Perhaps some office towers will be converted to housing, but that's not cheap. It might be easier to convert dead malls and office complexes to turn suburbs "into livable mixed-use communities." In other words, it's not guaranteed that money will flow to New York.

From Fast Company: a reminder about climate change

A 6/16/20 Fast Company article, Six experts on how we’ll live, work, and play in cities after COVID-19, quotes Janette Sadik-Khan, principal at Bloomberg Associates and former commissioner of NYC DOT, as suggesting the pandemic allows cities "a once-in-a-century chance to change course and undo some of the damage from the traffic and congestion and pollution." 

New York, unfortunately, is behind many other cities on such things as bike infrastructure.

Kimberly Dowdell, principal at HOK, president of the National Organization of Minority Architects, observes:
To some extent, we need to zoom out and look at policy relative to zoning and policies that impact financial outcomes.

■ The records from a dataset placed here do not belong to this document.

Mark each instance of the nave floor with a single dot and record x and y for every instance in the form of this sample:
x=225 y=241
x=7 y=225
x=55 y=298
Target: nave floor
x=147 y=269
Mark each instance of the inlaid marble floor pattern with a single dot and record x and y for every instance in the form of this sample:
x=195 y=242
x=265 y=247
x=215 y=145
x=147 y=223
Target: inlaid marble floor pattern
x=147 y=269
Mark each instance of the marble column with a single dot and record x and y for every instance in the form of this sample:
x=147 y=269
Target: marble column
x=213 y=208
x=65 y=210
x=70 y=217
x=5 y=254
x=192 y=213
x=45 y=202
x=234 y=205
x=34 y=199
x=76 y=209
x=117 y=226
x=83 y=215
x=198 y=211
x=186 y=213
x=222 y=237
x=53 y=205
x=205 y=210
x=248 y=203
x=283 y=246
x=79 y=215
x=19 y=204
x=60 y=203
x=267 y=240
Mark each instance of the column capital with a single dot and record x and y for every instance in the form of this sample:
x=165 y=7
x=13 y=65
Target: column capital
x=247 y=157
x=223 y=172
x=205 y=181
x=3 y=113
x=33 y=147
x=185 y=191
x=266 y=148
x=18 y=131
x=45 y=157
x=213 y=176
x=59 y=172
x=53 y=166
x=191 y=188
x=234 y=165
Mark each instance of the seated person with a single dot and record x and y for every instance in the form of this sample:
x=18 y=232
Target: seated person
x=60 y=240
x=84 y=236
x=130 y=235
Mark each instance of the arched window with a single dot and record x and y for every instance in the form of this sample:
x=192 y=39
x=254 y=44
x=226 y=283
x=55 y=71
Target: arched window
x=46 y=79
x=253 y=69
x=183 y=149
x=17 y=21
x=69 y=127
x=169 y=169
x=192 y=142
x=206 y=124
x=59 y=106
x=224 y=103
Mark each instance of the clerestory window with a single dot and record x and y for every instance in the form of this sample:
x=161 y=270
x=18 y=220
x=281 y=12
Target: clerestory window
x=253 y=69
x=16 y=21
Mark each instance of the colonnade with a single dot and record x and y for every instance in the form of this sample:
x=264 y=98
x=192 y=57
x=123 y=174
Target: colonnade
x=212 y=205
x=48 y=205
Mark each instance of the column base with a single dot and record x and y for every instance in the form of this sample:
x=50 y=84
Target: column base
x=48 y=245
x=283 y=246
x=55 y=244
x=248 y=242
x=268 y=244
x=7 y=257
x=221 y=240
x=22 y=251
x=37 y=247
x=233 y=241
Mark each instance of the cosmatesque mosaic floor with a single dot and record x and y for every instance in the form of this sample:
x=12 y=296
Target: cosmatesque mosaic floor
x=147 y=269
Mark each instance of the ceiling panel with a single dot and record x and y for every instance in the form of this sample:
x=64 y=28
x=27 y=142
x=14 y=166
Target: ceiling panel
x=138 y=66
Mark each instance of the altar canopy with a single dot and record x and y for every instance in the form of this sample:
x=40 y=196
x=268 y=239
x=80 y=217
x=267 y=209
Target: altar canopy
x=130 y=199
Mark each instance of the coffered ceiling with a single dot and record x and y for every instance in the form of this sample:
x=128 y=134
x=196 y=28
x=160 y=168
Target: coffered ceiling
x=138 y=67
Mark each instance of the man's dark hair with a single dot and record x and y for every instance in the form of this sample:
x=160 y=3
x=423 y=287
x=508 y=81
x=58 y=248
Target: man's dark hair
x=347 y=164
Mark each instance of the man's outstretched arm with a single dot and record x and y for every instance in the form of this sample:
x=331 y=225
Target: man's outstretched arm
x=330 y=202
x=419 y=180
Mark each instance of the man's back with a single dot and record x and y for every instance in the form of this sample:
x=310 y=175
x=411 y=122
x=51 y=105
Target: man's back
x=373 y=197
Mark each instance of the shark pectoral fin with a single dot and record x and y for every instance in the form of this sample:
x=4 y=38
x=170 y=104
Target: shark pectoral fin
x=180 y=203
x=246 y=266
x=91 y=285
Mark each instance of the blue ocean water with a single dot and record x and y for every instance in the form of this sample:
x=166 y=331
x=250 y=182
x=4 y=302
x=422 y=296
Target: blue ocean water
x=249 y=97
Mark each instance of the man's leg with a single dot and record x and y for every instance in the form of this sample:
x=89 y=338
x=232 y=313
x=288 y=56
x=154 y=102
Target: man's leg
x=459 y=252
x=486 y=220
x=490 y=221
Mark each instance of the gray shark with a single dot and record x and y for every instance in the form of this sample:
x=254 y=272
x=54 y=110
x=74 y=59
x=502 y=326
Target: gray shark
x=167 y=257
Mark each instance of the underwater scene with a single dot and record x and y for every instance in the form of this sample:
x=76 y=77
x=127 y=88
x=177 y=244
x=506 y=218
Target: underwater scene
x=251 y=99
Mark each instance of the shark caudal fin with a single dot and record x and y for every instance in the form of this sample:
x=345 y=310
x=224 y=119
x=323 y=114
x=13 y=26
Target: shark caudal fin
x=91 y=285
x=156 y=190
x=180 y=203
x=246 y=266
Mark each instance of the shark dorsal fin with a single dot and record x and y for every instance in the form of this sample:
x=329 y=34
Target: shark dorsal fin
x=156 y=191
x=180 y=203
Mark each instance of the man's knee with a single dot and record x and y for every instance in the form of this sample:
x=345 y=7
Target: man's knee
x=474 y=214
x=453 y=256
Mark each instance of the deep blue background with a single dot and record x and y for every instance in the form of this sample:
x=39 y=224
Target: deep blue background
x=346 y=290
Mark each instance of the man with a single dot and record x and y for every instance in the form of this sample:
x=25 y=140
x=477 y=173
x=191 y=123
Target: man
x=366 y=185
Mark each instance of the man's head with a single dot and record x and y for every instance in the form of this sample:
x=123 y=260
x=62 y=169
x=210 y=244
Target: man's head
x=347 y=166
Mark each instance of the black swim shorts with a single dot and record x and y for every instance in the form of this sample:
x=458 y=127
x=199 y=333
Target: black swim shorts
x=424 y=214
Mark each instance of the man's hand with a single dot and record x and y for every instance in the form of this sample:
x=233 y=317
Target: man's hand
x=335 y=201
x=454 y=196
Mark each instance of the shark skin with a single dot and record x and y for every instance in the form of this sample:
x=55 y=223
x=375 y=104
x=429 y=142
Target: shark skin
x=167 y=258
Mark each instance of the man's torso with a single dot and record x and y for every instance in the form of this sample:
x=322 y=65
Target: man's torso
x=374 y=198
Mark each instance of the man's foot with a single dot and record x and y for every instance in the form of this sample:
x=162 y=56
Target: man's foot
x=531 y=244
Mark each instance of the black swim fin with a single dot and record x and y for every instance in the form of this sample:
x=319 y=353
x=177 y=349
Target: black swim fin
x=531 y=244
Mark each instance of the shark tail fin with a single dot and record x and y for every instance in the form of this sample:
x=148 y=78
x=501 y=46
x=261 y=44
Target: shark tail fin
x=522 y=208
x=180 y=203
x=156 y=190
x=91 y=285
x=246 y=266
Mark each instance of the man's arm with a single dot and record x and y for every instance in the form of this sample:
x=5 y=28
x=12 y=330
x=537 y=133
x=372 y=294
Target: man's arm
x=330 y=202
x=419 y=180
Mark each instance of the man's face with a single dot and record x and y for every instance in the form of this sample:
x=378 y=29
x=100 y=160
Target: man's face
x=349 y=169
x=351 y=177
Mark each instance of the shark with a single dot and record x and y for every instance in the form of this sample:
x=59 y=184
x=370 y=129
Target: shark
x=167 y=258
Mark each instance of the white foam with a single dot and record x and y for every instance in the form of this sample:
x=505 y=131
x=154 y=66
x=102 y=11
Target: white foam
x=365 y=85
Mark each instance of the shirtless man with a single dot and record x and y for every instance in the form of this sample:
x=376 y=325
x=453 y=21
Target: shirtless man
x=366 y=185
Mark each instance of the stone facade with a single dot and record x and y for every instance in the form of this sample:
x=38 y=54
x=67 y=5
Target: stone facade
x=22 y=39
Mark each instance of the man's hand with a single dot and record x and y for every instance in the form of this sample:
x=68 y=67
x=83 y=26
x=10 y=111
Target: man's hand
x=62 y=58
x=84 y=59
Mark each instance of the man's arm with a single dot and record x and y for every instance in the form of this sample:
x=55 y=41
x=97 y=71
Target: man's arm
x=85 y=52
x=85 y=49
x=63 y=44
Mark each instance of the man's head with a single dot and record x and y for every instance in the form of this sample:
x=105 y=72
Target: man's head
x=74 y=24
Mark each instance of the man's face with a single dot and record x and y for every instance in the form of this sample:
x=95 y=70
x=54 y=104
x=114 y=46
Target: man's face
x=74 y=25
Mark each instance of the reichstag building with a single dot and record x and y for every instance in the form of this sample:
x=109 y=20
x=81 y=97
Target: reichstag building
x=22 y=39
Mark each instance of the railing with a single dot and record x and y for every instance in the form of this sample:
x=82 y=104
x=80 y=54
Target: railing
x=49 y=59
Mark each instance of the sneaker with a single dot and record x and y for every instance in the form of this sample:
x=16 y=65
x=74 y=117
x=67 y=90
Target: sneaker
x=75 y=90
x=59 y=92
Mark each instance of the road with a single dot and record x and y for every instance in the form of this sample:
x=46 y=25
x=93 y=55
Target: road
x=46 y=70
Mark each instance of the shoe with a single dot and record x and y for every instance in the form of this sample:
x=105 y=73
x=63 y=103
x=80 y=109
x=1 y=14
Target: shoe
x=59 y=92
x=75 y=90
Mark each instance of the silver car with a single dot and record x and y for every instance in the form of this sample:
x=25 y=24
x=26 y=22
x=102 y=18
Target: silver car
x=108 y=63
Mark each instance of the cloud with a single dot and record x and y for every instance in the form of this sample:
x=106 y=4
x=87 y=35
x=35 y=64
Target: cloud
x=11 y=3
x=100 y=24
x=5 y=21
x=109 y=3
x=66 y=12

When we have a policy environment that enables developers to make a profit on more spacious and equitable places, then that’s when we can have a more robust conversation about specific design solutions.
That requires a federal role. Dowdell observes, "Somehow within a 90-day period, we’ve experienced as a nation a recap of the Spanish flu, the Great Depression, and the Civil Rights Movement in a very tiny period of time. " Yup. That's a big lift.

Rachel Gutter, president of International WELL Building Institute, observes that there's "no way to design your way out of COVID-19." Her point is that, though we need better ventilation, "if we ventilated with the expectation that we would eliminate all instances of COVID-19, the energy footprint of our buildings would be astronomical."

And that, in the long run, we desperately need cities to fight climate change. Can simply keeping sick people home work? It may do so in other countries, but the United States has been a outlier.

Andy Cohen, co-CEO of Gensler, cites new technology for "a touchless, frictionless environment," including biometric scanning, voice commands, and gesture technology.